Exclusive devices are only good for carriers. Retailers, customers always lose

Nokia’s VP of Smartphones, Jo Harlow recently proved how little she understands how the retail market works from a retail and customer perspective in a recent interview with All Things D. She attempts to defend her decision to release Nokia’s latest flagship device, the Lumia 1020, as an AT&T exclusive by claiming that carriers are more encouraged to market an exclusive device compared to one released on all carriers at once.

Considering she has a baccalaureate degree in psychology, she clearly has no clue of how to apply her education since she is very wrong from every perspective in this situation. in fact, she clearly doesn’t understand how these carrier exclusives hurt Nokia’s bottom line from both the promotional AND retail sales dimensions.

Exclusivity results in less carrier promotion, not more.

Let’s begin with her belief that exclusive devices give carriers more incentive to promote. this is patently false if you have an ounce of common sense. where is the incentive for a carrier to spend MORE on promoting a device only they have? maybe she subscribes to the idea that, due to exclusives mostly being limited by time, a carrier will want to promote extensively to get sales before another carrier is allowed to compete with the same device? if so, she’s wrong. when you have something none of your competitors have, you have the market cornered and this effectively decreases any incentive to promote competitively. using the current situation as an example, AT&T’s exclusivity on the Lumia 1020 eliminates any incentive to saturate the market with device promotion because potential buyers for the 1020 cant get it anywhere else for at least 6 months.

Had Nokia released the Lumia 1020 across all carriers, they would be forced to compete with each other as interested buyers would be able to get the desired device on any desired carrier. eliminating the device as the differentiator opens up availability to anyone who even remotely wants one and puts the carrier in a position where they must advertise and promote to establish differentiation. to argue otherwise, one must release their grasp on all common sense.

Exclusivity limits total sales long enough for it to then become irrelevant and forgotten by consumers.

Once the exclusivity period ends, the competition will likely have released, or at least announced, the next big thing and replacing the Lumia 1020 in the minds of shoppers. the US cellular market is still dominated by subsidized handsets and 2-year contracts. consumers are generally ignorant of how much a smartphone truly costs while carriers aim to keep them ignorant and locked into long-term contracts with termination fees. so unless you’re already an AT&T customer, chances are you’re not willing or financially able to switch carriers to get it. those not locked in a contract are either too poor to buy one or are too smart to sign a contract. but like the Lumia 920 before it, the exclusivity on AT&T not only limited potential sales during the exclusivity period, but once other carriers finally got equivalent hardware in the form of the Lumia 925 on Verizon and Lumia 928 on T-Mobile, consumers stopped caring as the competition had already caught up in the form of the Galaxy S4 and HTC One… but even worse is Nokia themselves releasing the Lumia 1020 only weeks later. yes, the introduction of the 1020 will destroy potential sales of their 925, 928 flagship devices after being on the market for less than 90 days. from the consumer perspective, imagine just how painful that feels for those who just committed $200 and 2-years for a Lumia 925 or 928. piss off your potential buyers like this enough times and they become not just Samsung or HTC buyers, but Nokia haters.

You get an exclusive!
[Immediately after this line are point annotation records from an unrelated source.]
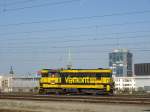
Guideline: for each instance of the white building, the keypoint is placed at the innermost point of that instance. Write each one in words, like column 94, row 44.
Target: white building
column 18, row 83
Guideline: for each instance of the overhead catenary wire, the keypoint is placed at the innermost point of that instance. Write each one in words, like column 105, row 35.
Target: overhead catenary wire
column 76, row 18
column 40, row 5
column 18, row 2
column 75, row 28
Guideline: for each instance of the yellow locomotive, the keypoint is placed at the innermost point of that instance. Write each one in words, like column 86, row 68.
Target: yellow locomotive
column 85, row 81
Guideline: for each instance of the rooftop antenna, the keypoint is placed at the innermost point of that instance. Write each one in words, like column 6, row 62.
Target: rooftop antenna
column 69, row 65
column 11, row 70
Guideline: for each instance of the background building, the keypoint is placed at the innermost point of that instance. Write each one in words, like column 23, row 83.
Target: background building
column 142, row 69
column 120, row 61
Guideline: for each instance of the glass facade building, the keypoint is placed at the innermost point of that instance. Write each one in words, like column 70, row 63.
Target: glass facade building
column 120, row 61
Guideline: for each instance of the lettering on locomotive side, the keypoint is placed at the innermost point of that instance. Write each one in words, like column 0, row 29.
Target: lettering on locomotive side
column 80, row 80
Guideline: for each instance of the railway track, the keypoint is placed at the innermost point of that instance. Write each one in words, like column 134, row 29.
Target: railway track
column 88, row 99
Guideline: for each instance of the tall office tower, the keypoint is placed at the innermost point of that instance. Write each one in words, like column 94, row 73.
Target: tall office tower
column 120, row 61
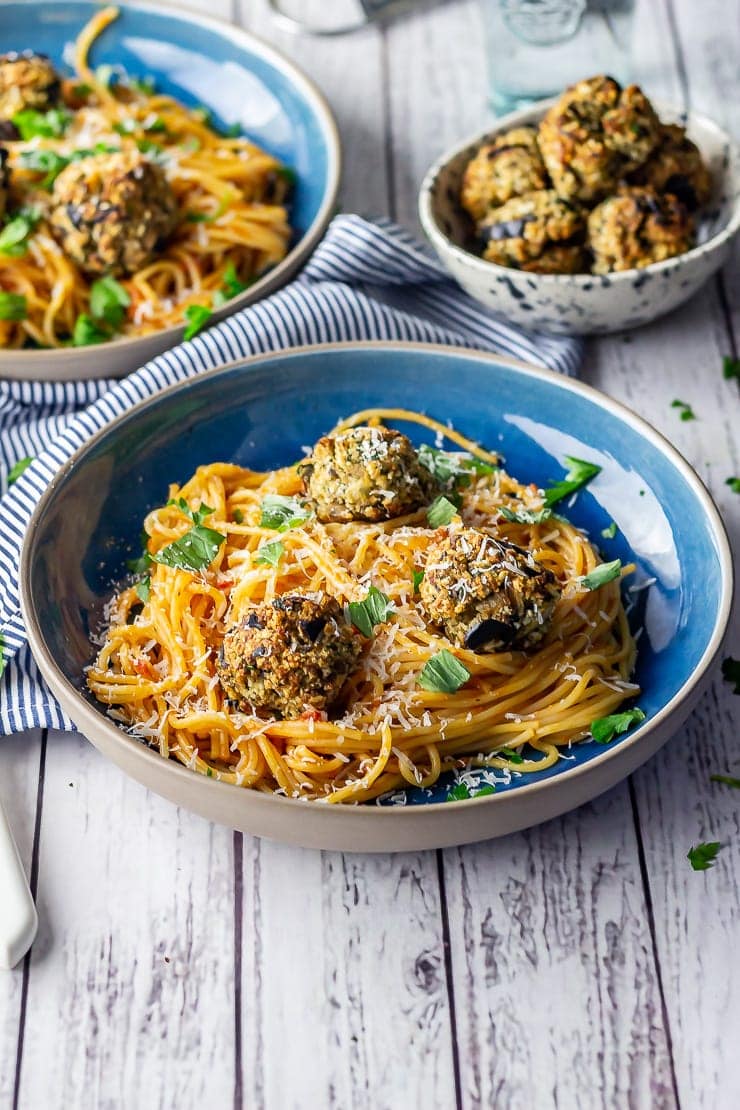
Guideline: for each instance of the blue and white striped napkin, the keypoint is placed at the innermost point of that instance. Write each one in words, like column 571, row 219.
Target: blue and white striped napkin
column 365, row 281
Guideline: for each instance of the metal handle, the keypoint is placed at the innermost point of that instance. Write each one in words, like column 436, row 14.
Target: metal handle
column 18, row 916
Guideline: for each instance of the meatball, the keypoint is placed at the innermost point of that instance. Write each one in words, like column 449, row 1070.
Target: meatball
column 540, row 232
column 505, row 168
column 289, row 656
column 366, row 474
column 487, row 595
column 27, row 80
column 677, row 167
column 594, row 134
column 636, row 228
column 112, row 212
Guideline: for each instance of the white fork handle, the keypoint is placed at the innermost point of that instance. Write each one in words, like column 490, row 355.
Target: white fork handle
column 18, row 917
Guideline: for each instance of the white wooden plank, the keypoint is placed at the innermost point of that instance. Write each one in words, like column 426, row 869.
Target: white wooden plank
column 556, row 994
column 131, row 990
column 19, row 778
column 345, row 1000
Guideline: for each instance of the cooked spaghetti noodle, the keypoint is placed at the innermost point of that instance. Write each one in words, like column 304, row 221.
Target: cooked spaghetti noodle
column 232, row 222
column 158, row 665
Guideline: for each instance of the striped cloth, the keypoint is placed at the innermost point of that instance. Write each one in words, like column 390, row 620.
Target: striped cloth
column 365, row 281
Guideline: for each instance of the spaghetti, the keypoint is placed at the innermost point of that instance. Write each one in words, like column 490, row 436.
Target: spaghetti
column 231, row 225
column 156, row 669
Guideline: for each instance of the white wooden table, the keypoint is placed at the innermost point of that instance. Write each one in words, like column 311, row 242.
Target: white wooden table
column 579, row 965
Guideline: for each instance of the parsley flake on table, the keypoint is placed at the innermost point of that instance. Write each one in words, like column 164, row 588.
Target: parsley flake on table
column 601, row 574
column 281, row 514
column 579, row 473
column 270, row 554
column 604, row 729
column 441, row 512
column 731, row 673
column 443, row 674
column 702, row 856
column 686, row 412
column 374, row 609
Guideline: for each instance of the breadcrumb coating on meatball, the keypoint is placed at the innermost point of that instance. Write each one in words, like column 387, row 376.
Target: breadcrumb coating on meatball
column 485, row 594
column 594, row 134
column 112, row 212
column 538, row 232
column 636, row 228
column 507, row 167
column 289, row 656
column 366, row 474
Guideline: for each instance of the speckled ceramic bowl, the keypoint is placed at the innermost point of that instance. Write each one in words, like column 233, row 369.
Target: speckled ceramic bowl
column 577, row 304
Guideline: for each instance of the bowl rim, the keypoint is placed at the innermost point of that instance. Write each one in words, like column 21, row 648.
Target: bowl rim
column 88, row 716
column 444, row 244
column 277, row 275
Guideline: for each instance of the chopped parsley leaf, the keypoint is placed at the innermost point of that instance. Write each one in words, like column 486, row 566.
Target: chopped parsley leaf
column 686, row 412
column 726, row 780
column 730, row 367
column 578, row 475
column 18, row 468
column 198, row 316
column 12, row 305
column 374, row 609
column 604, row 729
column 270, row 554
column 443, row 674
column 702, row 856
column 109, row 301
column 601, row 574
column 282, row 513
column 731, row 673
column 441, row 512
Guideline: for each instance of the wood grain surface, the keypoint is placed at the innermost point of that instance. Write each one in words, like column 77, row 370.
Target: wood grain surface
column 577, row 965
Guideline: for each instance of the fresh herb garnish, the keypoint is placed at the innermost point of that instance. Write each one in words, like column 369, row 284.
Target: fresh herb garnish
column 88, row 332
column 282, row 513
column 270, row 554
column 50, row 124
column 198, row 316
column 441, row 512
column 730, row 367
column 374, row 609
column 605, row 728
column 109, row 301
column 601, row 574
column 12, row 305
column 686, row 412
column 702, row 856
column 526, row 515
column 726, row 780
column 18, row 468
column 578, row 475
column 731, row 673
column 443, row 674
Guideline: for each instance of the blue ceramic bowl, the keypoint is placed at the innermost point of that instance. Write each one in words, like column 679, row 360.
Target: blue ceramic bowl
column 241, row 81
column 260, row 414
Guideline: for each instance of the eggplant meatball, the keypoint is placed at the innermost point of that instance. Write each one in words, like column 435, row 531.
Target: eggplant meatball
column 487, row 595
column 539, row 232
column 112, row 212
column 594, row 134
column 505, row 168
column 637, row 228
column 27, row 80
column 366, row 474
column 289, row 656
column 676, row 167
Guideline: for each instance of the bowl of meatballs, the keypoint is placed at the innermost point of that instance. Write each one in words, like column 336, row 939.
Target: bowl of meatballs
column 590, row 213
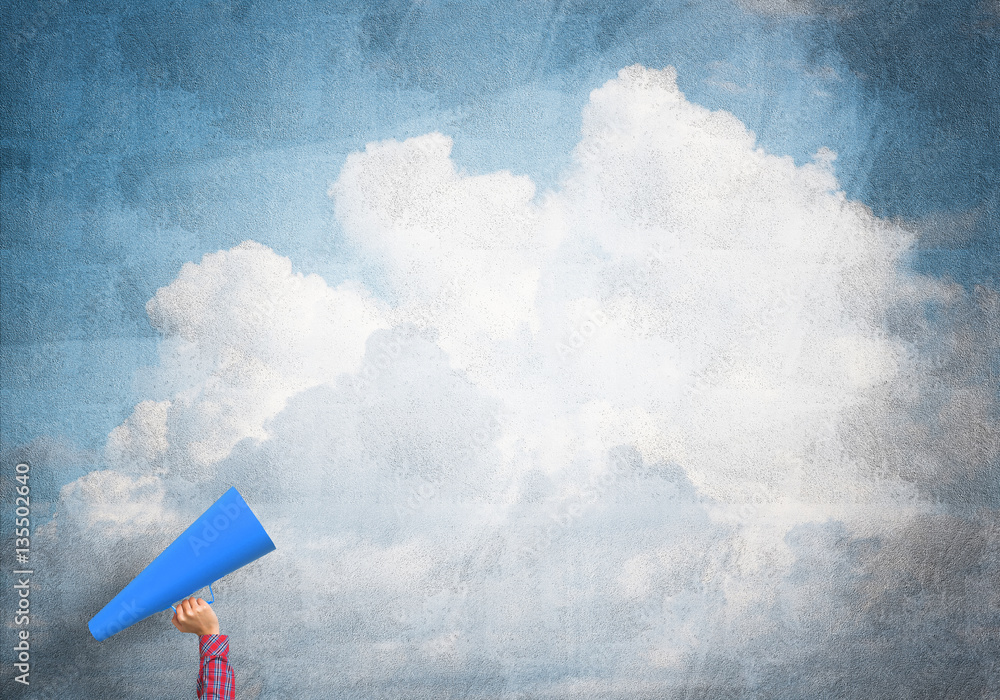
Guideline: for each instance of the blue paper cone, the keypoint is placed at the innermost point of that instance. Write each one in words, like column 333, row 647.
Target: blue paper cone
column 225, row 537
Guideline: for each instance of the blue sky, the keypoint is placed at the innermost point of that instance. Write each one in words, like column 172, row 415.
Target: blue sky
column 591, row 394
column 139, row 137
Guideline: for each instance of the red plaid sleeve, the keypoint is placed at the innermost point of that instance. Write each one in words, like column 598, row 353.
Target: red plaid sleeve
column 215, row 678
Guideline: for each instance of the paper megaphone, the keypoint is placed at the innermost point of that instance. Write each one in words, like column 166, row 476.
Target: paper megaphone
column 226, row 537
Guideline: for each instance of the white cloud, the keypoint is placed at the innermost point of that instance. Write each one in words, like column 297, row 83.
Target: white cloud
column 243, row 334
column 597, row 419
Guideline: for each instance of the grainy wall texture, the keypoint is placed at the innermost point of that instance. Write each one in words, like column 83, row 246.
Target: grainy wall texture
column 565, row 350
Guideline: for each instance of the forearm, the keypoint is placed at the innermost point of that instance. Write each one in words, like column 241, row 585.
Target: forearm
column 215, row 677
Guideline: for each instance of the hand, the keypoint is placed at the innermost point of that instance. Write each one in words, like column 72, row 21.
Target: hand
column 196, row 616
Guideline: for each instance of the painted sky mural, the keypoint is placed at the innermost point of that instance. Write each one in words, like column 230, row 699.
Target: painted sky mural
column 565, row 349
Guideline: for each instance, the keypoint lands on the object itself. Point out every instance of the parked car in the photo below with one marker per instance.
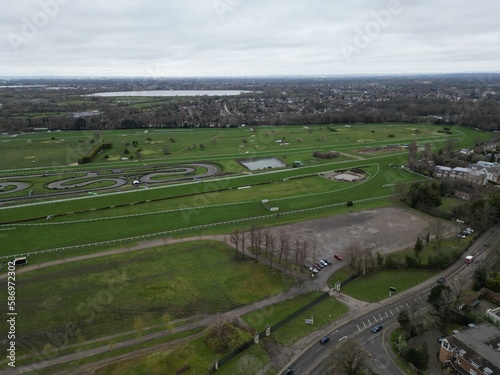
(376, 328)
(324, 340)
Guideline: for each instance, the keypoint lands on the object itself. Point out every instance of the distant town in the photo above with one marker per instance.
(39, 104)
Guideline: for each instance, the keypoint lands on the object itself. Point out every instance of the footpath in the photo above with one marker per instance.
(280, 355)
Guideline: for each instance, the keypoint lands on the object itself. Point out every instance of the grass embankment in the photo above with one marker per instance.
(128, 292)
(322, 314)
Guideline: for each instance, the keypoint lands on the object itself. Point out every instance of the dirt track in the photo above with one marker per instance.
(384, 230)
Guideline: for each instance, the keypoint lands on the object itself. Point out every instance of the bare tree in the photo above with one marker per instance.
(236, 239)
(243, 238)
(297, 248)
(253, 240)
(284, 244)
(438, 229)
(355, 258)
(271, 246)
(349, 359)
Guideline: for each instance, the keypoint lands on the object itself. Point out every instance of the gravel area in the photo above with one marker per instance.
(384, 230)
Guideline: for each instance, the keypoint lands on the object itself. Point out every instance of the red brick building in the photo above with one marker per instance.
(474, 351)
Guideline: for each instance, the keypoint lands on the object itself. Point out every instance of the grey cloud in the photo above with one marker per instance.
(194, 37)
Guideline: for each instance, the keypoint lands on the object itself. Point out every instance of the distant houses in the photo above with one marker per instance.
(479, 173)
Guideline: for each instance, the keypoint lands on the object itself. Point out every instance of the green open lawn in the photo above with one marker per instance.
(195, 357)
(322, 314)
(101, 297)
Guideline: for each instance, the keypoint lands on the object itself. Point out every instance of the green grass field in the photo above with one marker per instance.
(95, 298)
(102, 297)
(195, 357)
(322, 314)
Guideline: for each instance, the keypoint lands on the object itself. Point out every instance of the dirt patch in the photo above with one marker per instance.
(369, 151)
(384, 230)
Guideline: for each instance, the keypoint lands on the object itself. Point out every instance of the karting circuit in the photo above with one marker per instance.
(90, 181)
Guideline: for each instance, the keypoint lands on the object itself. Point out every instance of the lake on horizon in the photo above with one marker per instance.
(171, 93)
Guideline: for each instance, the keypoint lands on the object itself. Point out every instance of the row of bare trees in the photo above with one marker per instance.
(281, 247)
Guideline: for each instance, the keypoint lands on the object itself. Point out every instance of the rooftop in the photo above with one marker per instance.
(479, 345)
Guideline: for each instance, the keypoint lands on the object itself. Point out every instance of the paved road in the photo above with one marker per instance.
(309, 361)
(357, 322)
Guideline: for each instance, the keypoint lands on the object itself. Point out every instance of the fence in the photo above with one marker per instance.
(205, 226)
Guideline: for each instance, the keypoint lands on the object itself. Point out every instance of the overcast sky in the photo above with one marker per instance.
(247, 37)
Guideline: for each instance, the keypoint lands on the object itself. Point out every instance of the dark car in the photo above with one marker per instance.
(324, 340)
(376, 328)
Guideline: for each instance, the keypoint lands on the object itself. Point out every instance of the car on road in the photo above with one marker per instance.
(376, 328)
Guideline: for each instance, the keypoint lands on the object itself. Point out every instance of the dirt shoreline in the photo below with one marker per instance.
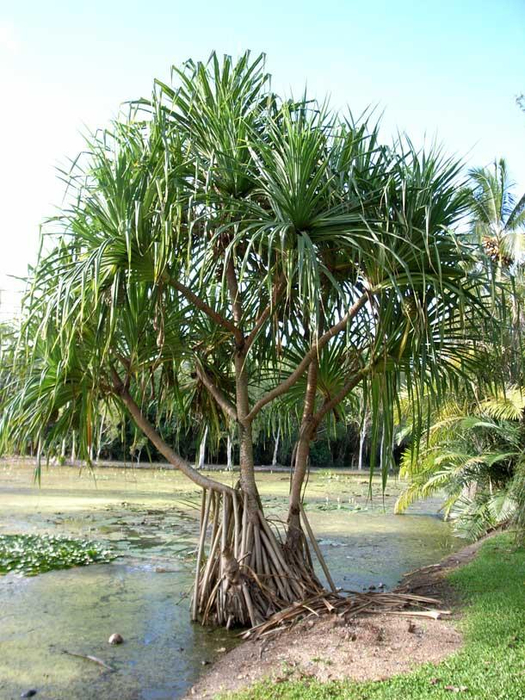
(108, 464)
(370, 647)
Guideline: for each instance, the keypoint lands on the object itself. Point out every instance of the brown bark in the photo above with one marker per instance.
(149, 431)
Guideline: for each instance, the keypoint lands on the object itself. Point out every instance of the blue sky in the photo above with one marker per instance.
(448, 69)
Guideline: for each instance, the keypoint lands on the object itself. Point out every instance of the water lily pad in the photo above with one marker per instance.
(35, 554)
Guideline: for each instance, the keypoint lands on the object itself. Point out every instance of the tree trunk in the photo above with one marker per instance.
(201, 456)
(229, 453)
(276, 447)
(362, 438)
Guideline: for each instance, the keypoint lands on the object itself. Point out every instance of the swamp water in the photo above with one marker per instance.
(150, 518)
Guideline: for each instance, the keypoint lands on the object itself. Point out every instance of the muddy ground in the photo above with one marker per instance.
(370, 647)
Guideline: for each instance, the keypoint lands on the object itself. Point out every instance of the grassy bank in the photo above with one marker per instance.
(491, 664)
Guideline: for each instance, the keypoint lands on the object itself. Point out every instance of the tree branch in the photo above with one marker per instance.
(279, 289)
(217, 394)
(203, 306)
(150, 432)
(235, 297)
(301, 367)
(335, 400)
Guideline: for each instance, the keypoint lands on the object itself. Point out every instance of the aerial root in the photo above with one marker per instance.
(244, 573)
(347, 607)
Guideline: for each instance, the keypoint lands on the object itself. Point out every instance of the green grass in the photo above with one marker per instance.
(491, 664)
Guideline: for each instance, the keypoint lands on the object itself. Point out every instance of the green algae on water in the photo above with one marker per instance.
(35, 554)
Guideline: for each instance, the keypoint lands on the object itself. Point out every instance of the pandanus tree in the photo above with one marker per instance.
(228, 243)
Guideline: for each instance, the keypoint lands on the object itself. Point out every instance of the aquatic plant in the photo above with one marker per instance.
(225, 248)
(36, 554)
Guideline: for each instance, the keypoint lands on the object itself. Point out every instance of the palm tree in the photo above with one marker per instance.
(223, 248)
(474, 452)
(498, 221)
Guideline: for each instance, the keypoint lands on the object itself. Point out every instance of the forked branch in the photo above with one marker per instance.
(287, 384)
(150, 432)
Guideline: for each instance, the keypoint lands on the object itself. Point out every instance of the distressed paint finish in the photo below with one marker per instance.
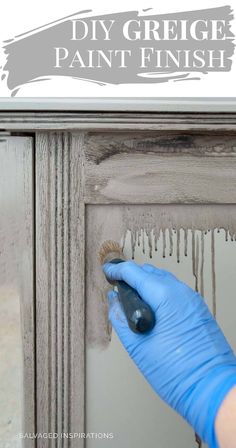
(164, 168)
(74, 175)
(119, 121)
(16, 250)
(60, 287)
(146, 223)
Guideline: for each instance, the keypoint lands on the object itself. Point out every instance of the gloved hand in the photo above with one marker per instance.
(185, 358)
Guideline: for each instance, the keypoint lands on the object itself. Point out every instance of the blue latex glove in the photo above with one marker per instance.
(185, 358)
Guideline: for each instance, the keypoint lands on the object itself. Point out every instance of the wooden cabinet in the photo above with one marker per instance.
(83, 178)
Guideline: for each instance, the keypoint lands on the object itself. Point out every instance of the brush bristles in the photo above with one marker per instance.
(110, 250)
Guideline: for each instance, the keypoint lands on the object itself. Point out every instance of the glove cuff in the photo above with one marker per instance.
(206, 399)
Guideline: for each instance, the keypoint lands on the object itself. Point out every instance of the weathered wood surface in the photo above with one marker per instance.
(178, 168)
(16, 254)
(60, 287)
(117, 121)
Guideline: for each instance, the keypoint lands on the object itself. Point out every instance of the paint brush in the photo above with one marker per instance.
(139, 315)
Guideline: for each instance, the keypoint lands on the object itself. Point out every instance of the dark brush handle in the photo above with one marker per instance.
(139, 315)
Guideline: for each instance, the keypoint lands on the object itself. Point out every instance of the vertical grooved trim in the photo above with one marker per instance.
(59, 287)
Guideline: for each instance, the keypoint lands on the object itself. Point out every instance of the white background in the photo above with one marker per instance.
(22, 16)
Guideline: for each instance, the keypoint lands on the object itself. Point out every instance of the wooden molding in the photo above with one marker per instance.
(59, 288)
(32, 121)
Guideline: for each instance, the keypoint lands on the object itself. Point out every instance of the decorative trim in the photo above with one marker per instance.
(124, 104)
(59, 289)
(97, 121)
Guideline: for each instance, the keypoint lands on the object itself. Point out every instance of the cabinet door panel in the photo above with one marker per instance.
(16, 291)
(195, 242)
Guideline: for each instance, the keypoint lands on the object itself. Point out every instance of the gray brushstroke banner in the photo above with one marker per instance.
(123, 48)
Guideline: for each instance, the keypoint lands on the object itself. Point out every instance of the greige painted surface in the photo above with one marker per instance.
(60, 287)
(67, 166)
(160, 169)
(118, 121)
(17, 288)
(118, 399)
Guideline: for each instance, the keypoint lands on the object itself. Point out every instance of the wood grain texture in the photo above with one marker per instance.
(60, 287)
(16, 260)
(166, 168)
(117, 121)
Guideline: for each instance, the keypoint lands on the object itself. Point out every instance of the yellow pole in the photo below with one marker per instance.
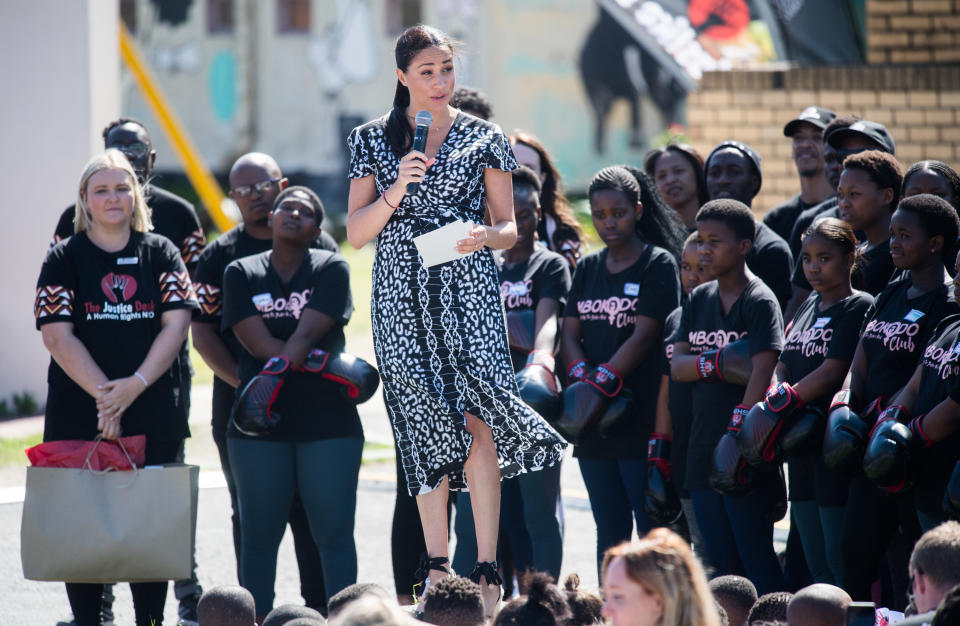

You get an exclusive! Everyone gets an exclusive!

Once a carrier gets their exclusive, the next carrier expects the same deal. it’s why Apple does no favors for anyone. AT&T got the Lumia 920 as an exclusive for the better part of a year. once that period ended, nobody else got the 920. instead, Verizon and T-Mobile ended up with their very own “exclusive” hero devices in the 925 and 928. aside from some very minor tweaks, these are both just repackaged Lumia 920s, featuring now 6+ months old hardware and accompanying performance. what results in no advantage for buyers is worse for Nokia as they paid to develop and manufacture these devices.

the bottom line, with Jo Harlow’s bullshit filter removed, is Nokia has managed to sink even more R&D dollars into yesterday’s platform only to give carriers an “exclusive” device they have no incentive to promote and buyers have no reason to buy. to kill the few remaining potential sales of the 925 & 928, they’ve announced the Lumia 1020 and again made it an exclusive, thus starting the circle of slow suicide all over again.

as an example of how to do it right, Apple sells 2 previous generations of its iPhone at a discount. they only change the amount of included storage to manage the perceived value and incentivize purchase of the latest iPhone model. no changes to the design and a longer manufacturing run results in steadily increasing profits for each iPhone sold over the lifetime of the design. the curtailing of exclusivity periods and handcuffing the carrier’s ability to “incentivize” Apple hardware creates maximum profits through extension of a design’s life, respecting buyers with a reliable upgrade schedule, and the ability to get your desired device on any carrier.

Sorry Jo, but you’ve just plain got it wrong. considering how your plan costs Nokia billions in potential sales, it’s surprising that Stephen Elop still hasn’t let you go.